Peur de ne plus parvenir à s'adapter aux transformations du travail, peur d'aller au travail, de le perdre... En collaboration avec plusieurs partenaires, l'Institut universitaire romand de santé au travail a organisé le 10 juin dernier à Fribourg un congrès intitulé «Peurs et espoirs: la santé au travail à l'épreuve de la crise». Plusieurs spécialistes se sont penchés sur la question qui a aussi été traitée dans différents ateliers.

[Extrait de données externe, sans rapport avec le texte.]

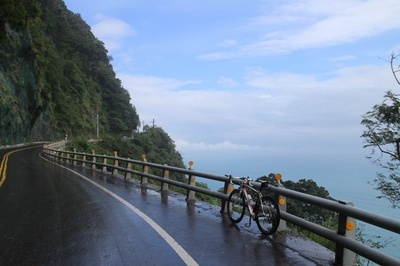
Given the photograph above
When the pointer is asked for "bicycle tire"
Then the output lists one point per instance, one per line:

Dans le contexte de crise économique actuelle, marquée par une augmentation du chômage et de fréquentes réorganisations, la peur ne cesse de gagner du terrain dans les rangs des travailleurs. Peur des licenciements, syndrome du survivant, sentiment d'insécurité... Avec, pour conséquence, une dégradation de la santé. En collaboration avec plusieurs partenaires, l'Institut universitaire romand de santé au travail (IST) a invité plusieurs spécialistes à traiter de la question. Celle de la peur mais aussi des espoirs qui peuvent lui faire face et déboucher sur de nouvelles pistes dans les pratiques de gestion et d'organisation du travail.

Révélateur des qualités
Si le travail demeure une valeur centrale en tant que source de gains, estime de soi et sociabilité, les transformations dans son organisation se traduisent par un amoindrissement des amortisseurs collectifs: voilà ce qu'a relevé dans les grandes lignes Marc Henry Soulet, de l'IST, en ouverture du congrès, soulignant que le rapport à l'activité professionnelle s'avérait aujourd'hui plus fragile et personnalisé. «On assiste par exemple à la fin des métiers et de la protection corporative... En revanche, le travailleur est appelé à faire preuve de plus d'autonomie, d'initiative, de réactivité... L'équipe n'agit plus comme un amortisseur mais un accélérateur de tensions.» «Déstandardisé», davantage orienté vers les performances, le travail devient un espace de révélation de nos qualités personnelles. La pression à y faire face engendre de la peur, peur de ne pas y arriver, d'être dévalué. Dans ce monde professionnel se confirment nos forces, nos faiblesses. La peur est dès lors normale, les attentes très grandes. La directrice de l'IST, Brigitta Danuser, a évoqué brièvement la crainte de perdre son emploi, son statut, dans un contexte de crise susceptible toutefois aussi d'apporter des espoirs de changements. Alors que le travail est marginalisé, l'économie résumée à des flux financiers, la chance se profile peut-être aujourd'hui de replacer le travail au centre, a-t-elle noté.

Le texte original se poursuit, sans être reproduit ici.